She got married on a Malibu, Calif., beach a month after the injury. In a "poetic" moment, her father literally carried her down the aisle, as wheelchairs don't work well on sand.

But the marriage did not last.

O'Dale does not want to blame the shooting for the failure of the relationship, but noted the stress her injury put on the newlyweds.

"It's incredibly taxing on a marriage to play caregiver for six months," she said. "The first six months are supposed to be the most fun."

She hasn't been back to Las Vegas and doesn't know whether she'll ever return.

If there is a criminal trial against Jackson, O'Dale may be asked to testify, but she has reservations about doing so.

She had a layover flight at McCarran International Airport about a year and a half after the shooting. When the city appeared through the clouds, she nearly hyperventilated on the plane, she said.

She hopes time will heal the mental scars and thinks that Jackson's arrest will help her find closure.

Above all, she hopes that Fox reconsiders its stance on the show.

The series was canceled one other time, in 1996, but public outcry forced Fox to bring it back.

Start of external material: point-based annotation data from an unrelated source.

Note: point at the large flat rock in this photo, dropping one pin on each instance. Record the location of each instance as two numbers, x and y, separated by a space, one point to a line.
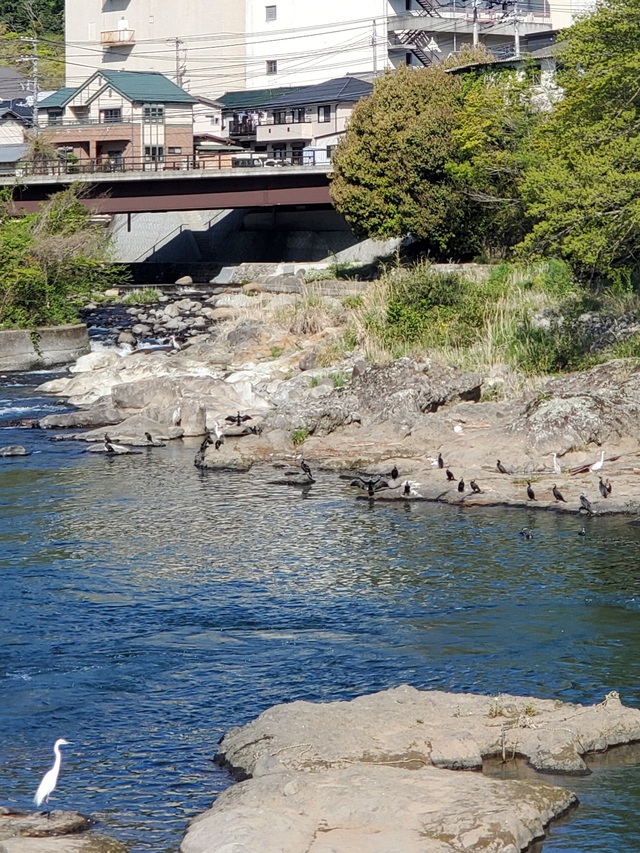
381 774
376 809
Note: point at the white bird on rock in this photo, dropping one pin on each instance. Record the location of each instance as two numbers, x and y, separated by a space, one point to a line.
50 778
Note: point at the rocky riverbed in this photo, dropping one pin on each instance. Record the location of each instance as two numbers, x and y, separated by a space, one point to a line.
261 359
258 386
382 773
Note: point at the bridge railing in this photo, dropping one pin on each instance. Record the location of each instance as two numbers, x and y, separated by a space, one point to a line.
211 161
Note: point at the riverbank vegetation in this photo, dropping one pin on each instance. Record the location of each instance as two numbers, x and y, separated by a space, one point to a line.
485 162
50 261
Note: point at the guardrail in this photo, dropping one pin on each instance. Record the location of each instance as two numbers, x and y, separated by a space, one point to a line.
208 163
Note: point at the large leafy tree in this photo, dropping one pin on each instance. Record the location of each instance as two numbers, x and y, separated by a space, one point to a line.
584 188
439 156
390 171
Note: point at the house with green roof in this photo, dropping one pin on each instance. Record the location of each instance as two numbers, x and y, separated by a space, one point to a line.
120 118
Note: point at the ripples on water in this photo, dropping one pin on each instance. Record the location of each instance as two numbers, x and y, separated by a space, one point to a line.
148 608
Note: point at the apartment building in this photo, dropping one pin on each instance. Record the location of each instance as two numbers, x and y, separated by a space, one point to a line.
210 47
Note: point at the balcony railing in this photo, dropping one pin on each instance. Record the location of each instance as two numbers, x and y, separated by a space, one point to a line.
113 38
55 122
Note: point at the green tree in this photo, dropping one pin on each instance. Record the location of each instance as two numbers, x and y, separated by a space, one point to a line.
583 190
439 156
50 261
390 171
492 138
50 56
22 15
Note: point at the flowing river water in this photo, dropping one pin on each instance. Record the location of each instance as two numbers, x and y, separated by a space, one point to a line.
148 607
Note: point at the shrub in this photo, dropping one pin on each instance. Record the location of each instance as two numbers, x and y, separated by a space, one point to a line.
148 296
299 436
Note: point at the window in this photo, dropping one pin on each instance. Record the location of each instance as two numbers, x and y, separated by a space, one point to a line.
154 152
153 114
112 116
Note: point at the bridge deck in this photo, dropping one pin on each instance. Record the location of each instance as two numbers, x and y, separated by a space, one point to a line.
163 190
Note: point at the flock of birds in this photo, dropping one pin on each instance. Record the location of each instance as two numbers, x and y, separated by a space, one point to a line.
373 483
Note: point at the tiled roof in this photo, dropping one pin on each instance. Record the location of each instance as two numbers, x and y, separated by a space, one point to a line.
13 152
330 92
59 98
252 98
150 87
147 86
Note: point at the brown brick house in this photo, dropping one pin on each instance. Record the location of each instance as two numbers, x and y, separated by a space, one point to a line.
121 119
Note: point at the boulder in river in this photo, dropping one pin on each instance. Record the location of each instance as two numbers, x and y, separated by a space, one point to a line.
375 774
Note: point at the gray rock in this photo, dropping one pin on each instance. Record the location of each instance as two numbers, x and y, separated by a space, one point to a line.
140 330
308 360
14 450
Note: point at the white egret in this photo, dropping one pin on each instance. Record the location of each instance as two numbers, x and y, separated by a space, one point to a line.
50 778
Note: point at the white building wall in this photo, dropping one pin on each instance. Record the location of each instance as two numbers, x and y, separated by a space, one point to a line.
197 43
309 43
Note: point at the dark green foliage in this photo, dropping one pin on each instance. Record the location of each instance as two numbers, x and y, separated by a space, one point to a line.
50 261
435 309
21 15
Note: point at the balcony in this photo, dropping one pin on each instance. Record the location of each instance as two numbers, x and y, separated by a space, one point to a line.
271 131
117 38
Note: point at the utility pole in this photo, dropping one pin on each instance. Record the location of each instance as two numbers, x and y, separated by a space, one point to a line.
476 36
35 80
374 40
180 65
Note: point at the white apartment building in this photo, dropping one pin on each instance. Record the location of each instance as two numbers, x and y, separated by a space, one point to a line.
210 47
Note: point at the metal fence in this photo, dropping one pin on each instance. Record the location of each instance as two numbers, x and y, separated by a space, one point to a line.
209 162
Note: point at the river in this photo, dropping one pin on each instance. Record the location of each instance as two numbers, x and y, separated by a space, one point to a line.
148 607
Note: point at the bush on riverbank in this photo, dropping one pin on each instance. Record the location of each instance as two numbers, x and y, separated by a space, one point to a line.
536 319
50 261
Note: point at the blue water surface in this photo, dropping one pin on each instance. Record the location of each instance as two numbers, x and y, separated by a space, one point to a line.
148 607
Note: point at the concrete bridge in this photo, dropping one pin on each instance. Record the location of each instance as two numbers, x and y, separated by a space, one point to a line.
158 189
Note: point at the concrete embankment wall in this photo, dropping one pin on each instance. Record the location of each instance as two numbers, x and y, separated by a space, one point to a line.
20 349
240 236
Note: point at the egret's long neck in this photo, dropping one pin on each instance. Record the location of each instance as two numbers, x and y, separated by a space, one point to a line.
58 761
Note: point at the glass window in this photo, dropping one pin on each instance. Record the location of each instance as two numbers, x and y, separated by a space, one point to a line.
154 152
153 114
111 116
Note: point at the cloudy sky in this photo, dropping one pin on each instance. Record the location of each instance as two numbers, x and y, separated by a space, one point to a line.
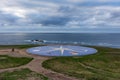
60 16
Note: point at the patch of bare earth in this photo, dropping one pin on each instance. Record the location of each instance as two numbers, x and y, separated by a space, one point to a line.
34 65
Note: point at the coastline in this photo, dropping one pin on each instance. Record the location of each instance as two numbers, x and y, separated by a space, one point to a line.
104 54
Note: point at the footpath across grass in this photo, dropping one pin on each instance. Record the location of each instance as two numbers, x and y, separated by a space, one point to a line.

O'Dale hopes that happens again.

"Obviously some people watch the show. We know the viewership is out there. That's how these people get caught," she said.

Katz said that although it's tough to lose your job in this economy, that isn't what worries the staff.

Their concern is about the people "America's Most Wanted" serves, he said.

"Everyone who works for John Walsh had the same thought. Where are people going to turn for help now?" Katz asked. "We are the court of last resort. Where are those people going to go?"